Boom times

Miss Mia in the sack.

A thunderclap yesterday afternoon startled Miss Mia Sopaipilla, who was curled up in her favorite sack, enjoying her eleventy-seventh nap of the day.

I did not tell her, as did Johnny Lundgren’s dad in Jim Harrison’s “Warlock,” “That’s God barking at you for being such a miserable little pissant.”

No, I reassured her that it wasn’t God, probably, or even the work of a (much) lesser (would-be) deity — say, Felonious Punk, commanding a few of his masked ICEholes to shock-and-awe us back to wherever we came from, or didn’t, whatever.

Even if fascism were to come a-calling at El Rancho Pendejo, Miss Mia should have nothing to fear. She’s a Russian blue, and since the Punk just blew a Russian, she should be A-OK with him and his goons. Cream for all my apparatchiks!

Now, me, I’m an Irish-American Red, so who knows where I’d wind up? Where would a Adderall-snorting asshat send a sober Mick scribbler with a bicycle fetish? A Boston pub to pull pints on St. Patrick’s Day? The International Space Station, to chronicle its “retirement,” slated for 2030? Couldn’t log much saddle time up there over the next five years, but I’d get to rip one helluva descent when NASA — if it’s still around — pulls the plug.

And Herself? Conscripted into the Punk’s platoon of librarians, I expect. Condemned to catalog the pestilential archives of fuck books, Truth Social screeds, and unpaid bills.

And she wouldn’t be allowed to shush any of his minions, who never ever give their festering gobs a nanosecond’s respite from telling the FreeDummies that Making America Great Again requires chop-shopping it into a Dollar Store knockoff of Pooty-poot’s Russia.

Troops to Ukraine? Hell no! But troops to DeeCee? That’s the real global trouble spot, amirite?

The best intel I can muster tells me that the enemy is bunkered up at 1600 Pennsylvania Ave. NW. Careful with the arty and airstrikes, lads, and try to avoid damage to the facility if it’s feasible — it is a National Heritage Site, but may have been desecrated beyond resurrection.

I mean, have you seen what these terrorists have done to the Rose Garden?

Brown Dogging it

Back in the saddle again.

“I hate to get hit myself as it digs a hole you don’t quite get out of for a couple of weeks.” — Brown Dog in “The Seven-Ounce Man,” by Jim Harrison

Brown Dog, a.k.a. B.D., didn’t burn a lot of daylight worrying about politics or getting his ass kicked.

He got drawn into both from time to time, as we all do. But they didn’t leave any lasting marks on him. Not for long, anyway.

Preparing to do battle with a couple of bruisers whose women he’d been romancing B.D. mused that “it wasn’t likely to be the end of the world, just a real expensive way to pay for getting laid a few times.”

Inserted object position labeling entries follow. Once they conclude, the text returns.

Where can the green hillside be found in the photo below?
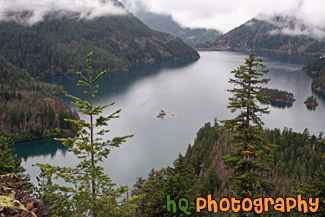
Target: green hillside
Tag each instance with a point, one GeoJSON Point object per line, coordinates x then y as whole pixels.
{"type": "Point", "coordinates": [58, 46]}
{"type": "Point", "coordinates": [262, 36]}
{"type": "Point", "coordinates": [165, 23]}
{"type": "Point", "coordinates": [31, 109]}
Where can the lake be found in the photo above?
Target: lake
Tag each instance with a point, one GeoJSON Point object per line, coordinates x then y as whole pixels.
{"type": "Point", "coordinates": [191, 93]}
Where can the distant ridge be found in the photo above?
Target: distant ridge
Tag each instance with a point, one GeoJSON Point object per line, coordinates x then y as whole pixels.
{"type": "Point", "coordinates": [263, 36]}
{"type": "Point", "coordinates": [57, 46]}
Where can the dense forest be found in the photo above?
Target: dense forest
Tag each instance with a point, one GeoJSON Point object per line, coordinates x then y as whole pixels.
{"type": "Point", "coordinates": [264, 36]}
{"type": "Point", "coordinates": [296, 162]}
{"type": "Point", "coordinates": [31, 109]}
{"type": "Point", "coordinates": [278, 98]}
{"type": "Point", "coordinates": [316, 69]}
{"type": "Point", "coordinates": [58, 45]}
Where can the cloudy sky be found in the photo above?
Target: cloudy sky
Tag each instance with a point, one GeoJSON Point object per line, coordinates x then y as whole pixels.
{"type": "Point", "coordinates": [228, 14]}
{"type": "Point", "coordinates": [223, 15]}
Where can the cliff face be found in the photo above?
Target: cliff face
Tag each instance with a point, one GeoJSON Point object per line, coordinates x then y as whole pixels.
{"type": "Point", "coordinates": [268, 36]}
{"type": "Point", "coordinates": [15, 201]}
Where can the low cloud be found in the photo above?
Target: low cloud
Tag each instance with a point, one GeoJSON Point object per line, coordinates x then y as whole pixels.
{"type": "Point", "coordinates": [33, 11]}
{"type": "Point", "coordinates": [226, 15]}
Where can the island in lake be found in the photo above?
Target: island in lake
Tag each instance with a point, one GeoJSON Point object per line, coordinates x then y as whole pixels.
{"type": "Point", "coordinates": [311, 102]}
{"type": "Point", "coordinates": [277, 98]}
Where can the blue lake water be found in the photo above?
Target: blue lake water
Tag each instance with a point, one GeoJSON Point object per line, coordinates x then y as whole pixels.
{"type": "Point", "coordinates": [194, 92]}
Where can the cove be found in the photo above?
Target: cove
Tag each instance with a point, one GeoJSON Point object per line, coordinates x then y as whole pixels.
{"type": "Point", "coordinates": [194, 92]}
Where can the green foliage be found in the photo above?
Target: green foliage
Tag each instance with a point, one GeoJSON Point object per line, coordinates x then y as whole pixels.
{"type": "Point", "coordinates": [255, 36]}
{"type": "Point", "coordinates": [10, 163]}
{"type": "Point", "coordinates": [31, 109]}
{"type": "Point", "coordinates": [88, 192]}
{"type": "Point", "coordinates": [247, 158]}
{"type": "Point", "coordinates": [177, 181]}
{"type": "Point", "coordinates": [57, 45]}
{"type": "Point", "coordinates": [275, 95]}
{"type": "Point", "coordinates": [311, 101]}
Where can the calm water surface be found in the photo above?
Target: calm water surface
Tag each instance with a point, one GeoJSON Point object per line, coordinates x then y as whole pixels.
{"type": "Point", "coordinates": [195, 92]}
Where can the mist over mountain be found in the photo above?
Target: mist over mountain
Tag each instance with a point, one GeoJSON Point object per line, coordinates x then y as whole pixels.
{"type": "Point", "coordinates": [279, 35]}
{"type": "Point", "coordinates": [165, 23]}
{"type": "Point", "coordinates": [59, 42]}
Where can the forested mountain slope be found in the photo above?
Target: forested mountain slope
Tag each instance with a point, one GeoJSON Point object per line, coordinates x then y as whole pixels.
{"type": "Point", "coordinates": [58, 45]}
{"type": "Point", "coordinates": [295, 163]}
{"type": "Point", "coordinates": [166, 24]}
{"type": "Point", "coordinates": [31, 109]}
{"type": "Point", "coordinates": [268, 36]}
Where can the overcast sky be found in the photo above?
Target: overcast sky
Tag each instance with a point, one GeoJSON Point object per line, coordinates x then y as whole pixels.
{"type": "Point", "coordinates": [223, 15]}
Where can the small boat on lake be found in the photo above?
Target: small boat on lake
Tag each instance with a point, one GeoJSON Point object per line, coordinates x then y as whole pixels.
{"type": "Point", "coordinates": [161, 114]}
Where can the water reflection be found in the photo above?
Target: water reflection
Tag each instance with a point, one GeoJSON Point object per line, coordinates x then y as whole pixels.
{"type": "Point", "coordinates": [46, 148]}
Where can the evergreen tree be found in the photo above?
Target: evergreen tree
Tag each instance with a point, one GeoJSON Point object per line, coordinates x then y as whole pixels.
{"type": "Point", "coordinates": [9, 163]}
{"type": "Point", "coordinates": [89, 192]}
{"type": "Point", "coordinates": [250, 151]}
{"type": "Point", "coordinates": [316, 188]}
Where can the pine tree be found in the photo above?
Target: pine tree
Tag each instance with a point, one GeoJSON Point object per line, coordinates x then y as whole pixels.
{"type": "Point", "coordinates": [9, 163]}
{"type": "Point", "coordinates": [316, 188]}
{"type": "Point", "coordinates": [88, 192]}
{"type": "Point", "coordinates": [250, 151]}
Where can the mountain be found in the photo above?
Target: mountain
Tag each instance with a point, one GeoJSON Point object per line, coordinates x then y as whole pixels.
{"type": "Point", "coordinates": [263, 35]}
{"type": "Point", "coordinates": [59, 44]}
{"type": "Point", "coordinates": [30, 109]}
{"type": "Point", "coordinates": [165, 23]}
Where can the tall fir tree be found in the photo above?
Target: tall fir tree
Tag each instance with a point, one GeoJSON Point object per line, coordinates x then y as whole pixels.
{"type": "Point", "coordinates": [250, 151]}
{"type": "Point", "coordinates": [88, 191]}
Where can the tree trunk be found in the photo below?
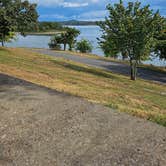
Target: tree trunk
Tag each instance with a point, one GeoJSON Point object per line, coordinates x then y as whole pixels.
{"type": "Point", "coordinates": [64, 46]}
{"type": "Point", "coordinates": [133, 66]}
{"type": "Point", "coordinates": [2, 40]}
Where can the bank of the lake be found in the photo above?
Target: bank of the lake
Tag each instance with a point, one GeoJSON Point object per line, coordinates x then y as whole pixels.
{"type": "Point", "coordinates": [141, 98]}
{"type": "Point", "coordinates": [87, 32]}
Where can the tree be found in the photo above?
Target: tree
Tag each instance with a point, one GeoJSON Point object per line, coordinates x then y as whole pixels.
{"type": "Point", "coordinates": [16, 15]}
{"type": "Point", "coordinates": [55, 42]}
{"type": "Point", "coordinates": [70, 35]}
{"type": "Point", "coordinates": [130, 30]}
{"type": "Point", "coordinates": [66, 38]}
{"type": "Point", "coordinates": [84, 46]}
{"type": "Point", "coordinates": [160, 47]}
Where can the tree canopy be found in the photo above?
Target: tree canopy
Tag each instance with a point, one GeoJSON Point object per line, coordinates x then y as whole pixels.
{"type": "Point", "coordinates": [84, 46]}
{"type": "Point", "coordinates": [130, 30]}
{"type": "Point", "coordinates": [16, 15]}
{"type": "Point", "coordinates": [68, 37]}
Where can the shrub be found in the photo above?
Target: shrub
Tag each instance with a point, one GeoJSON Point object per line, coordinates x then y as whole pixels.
{"type": "Point", "coordinates": [55, 42]}
{"type": "Point", "coordinates": [84, 46]}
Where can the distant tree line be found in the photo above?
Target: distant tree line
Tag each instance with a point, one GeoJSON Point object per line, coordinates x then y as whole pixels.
{"type": "Point", "coordinates": [69, 38]}
{"type": "Point", "coordinates": [78, 23]}
{"type": "Point", "coordinates": [134, 32]}
{"type": "Point", "coordinates": [49, 26]}
{"type": "Point", "coordinates": [16, 16]}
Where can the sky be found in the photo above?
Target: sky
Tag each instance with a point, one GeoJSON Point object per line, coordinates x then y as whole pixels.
{"type": "Point", "coordinates": [89, 10]}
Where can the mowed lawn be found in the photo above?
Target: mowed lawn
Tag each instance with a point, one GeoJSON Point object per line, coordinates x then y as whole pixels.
{"type": "Point", "coordinates": [141, 98]}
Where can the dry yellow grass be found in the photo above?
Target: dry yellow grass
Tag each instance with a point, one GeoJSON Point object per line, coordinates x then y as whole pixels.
{"type": "Point", "coordinates": [141, 98]}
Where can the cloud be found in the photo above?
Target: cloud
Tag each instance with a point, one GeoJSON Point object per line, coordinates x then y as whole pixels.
{"type": "Point", "coordinates": [62, 3]}
{"type": "Point", "coordinates": [85, 9]}
{"type": "Point", "coordinates": [73, 4]}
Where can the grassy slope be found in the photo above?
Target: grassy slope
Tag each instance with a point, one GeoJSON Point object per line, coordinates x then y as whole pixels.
{"type": "Point", "coordinates": [141, 98]}
{"type": "Point", "coordinates": [109, 59]}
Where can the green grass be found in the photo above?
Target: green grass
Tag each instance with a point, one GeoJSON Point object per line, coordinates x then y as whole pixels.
{"type": "Point", "coordinates": [141, 98]}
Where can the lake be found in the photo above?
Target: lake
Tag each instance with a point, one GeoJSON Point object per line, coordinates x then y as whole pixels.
{"type": "Point", "coordinates": [87, 32]}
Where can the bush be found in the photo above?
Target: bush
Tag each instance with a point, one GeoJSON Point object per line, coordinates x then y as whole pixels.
{"type": "Point", "coordinates": [84, 46]}
{"type": "Point", "coordinates": [55, 42]}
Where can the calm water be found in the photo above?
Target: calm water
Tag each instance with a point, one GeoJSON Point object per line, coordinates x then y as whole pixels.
{"type": "Point", "coordinates": [87, 32]}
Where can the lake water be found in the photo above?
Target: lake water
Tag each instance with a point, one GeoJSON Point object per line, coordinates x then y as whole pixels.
{"type": "Point", "coordinates": [87, 32]}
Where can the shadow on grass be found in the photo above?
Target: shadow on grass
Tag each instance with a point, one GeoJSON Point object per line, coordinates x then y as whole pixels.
{"type": "Point", "coordinates": [84, 69]}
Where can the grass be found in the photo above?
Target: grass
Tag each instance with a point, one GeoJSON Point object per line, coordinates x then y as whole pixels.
{"type": "Point", "coordinates": [109, 59]}
{"type": "Point", "coordinates": [141, 98]}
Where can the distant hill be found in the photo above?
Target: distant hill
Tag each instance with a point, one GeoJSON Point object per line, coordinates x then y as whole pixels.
{"type": "Point", "coordinates": [77, 23]}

All the world cares about, his grandfather once told him, is that you get to work on time.

Well. Shit. We got boned and beat up last Tuesday. I still feel as though I’m down in that hole, but I guess it’s time to get back to work.

Sour note

“We should get $2 mil’ for this gig. One for the snatch, the other for this cool ransom note.”

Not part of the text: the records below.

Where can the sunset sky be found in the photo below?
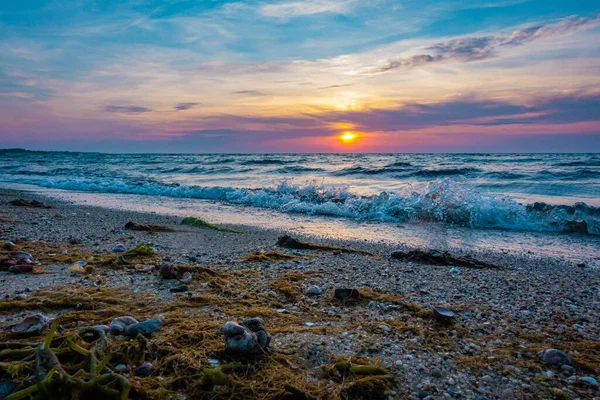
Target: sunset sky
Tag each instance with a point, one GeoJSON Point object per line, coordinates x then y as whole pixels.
{"type": "Point", "coordinates": [300, 76]}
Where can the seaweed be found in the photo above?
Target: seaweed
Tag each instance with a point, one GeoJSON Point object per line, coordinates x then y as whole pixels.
{"type": "Point", "coordinates": [268, 256]}
{"type": "Point", "coordinates": [435, 257]}
{"type": "Point", "coordinates": [200, 223]}
{"type": "Point", "coordinates": [148, 227]}
{"type": "Point", "coordinates": [291, 243]}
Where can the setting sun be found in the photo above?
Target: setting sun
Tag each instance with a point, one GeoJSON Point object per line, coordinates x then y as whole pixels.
{"type": "Point", "coordinates": [348, 137]}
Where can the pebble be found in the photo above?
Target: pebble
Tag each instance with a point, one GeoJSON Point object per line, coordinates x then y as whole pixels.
{"type": "Point", "coordinates": [119, 248]}
{"type": "Point", "coordinates": [313, 291]}
{"type": "Point", "coordinates": [590, 381]}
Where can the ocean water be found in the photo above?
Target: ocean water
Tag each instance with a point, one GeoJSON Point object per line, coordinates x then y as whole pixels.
{"type": "Point", "coordinates": [516, 192]}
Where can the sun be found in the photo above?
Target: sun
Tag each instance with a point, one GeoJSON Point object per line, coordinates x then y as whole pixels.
{"type": "Point", "coordinates": [348, 137]}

I hope none of yis paid this tab.*

March has been heavy on various home “improvement” projects, visitations, landscape maintenance, a decline in the healthful and refreshing outdoor exercise, an abnormally spastic conga line of nightmares in the headlines, and an accelerating oscillation between exasperation and ennui that eventually led me to declare — and mind you, I’m quoting from memory, which is an unreliable source in the best of times, but it seems to me that these were more or less my words — “Fuck this shit.”

When even I find my musings unamusing, concerning perhaps, possibly even actionable, and yet the only place to run is off at the mouth, well … it’s time to batten the gob. Tick a lock. Zip it. Nobody wants to hear that shit, not even me, not even for free. “Tell it to Anne Frank,” as Jim Harrison’s titular character in “Warlock” was said to quip to those who whined about life’s difficulties.

So, yeah. An extended period of the shutting the fuck up seemed prudent. You’re welcome. We now return you to our usually scheduled blog, which is already in progress.

* Sorry, no refunds. Yrs., etc., The Kidnappers.

Stocks and bombs

More bucks for your bang.

You know, without having to be told, that conversations like these take place.

Nevertheless, reading the actual words is something of a stunner.

Q.: “Hamas has created additional demand, we have this $106 billion request from the president. Can you give us some general color in terms of areas where you think you could see incremental acceleration in demand?”

A.: “I think if you look at the incremental demand potential coming out of that, the biggest one to highlight and that really sticks out is probably on the artillery side.”

— from a General Dynamics third-quarter-earnings call on Oct. 25.

“Lord Death is a real big eater,” as Jim Harrison once wrote. And His shit is pure gold.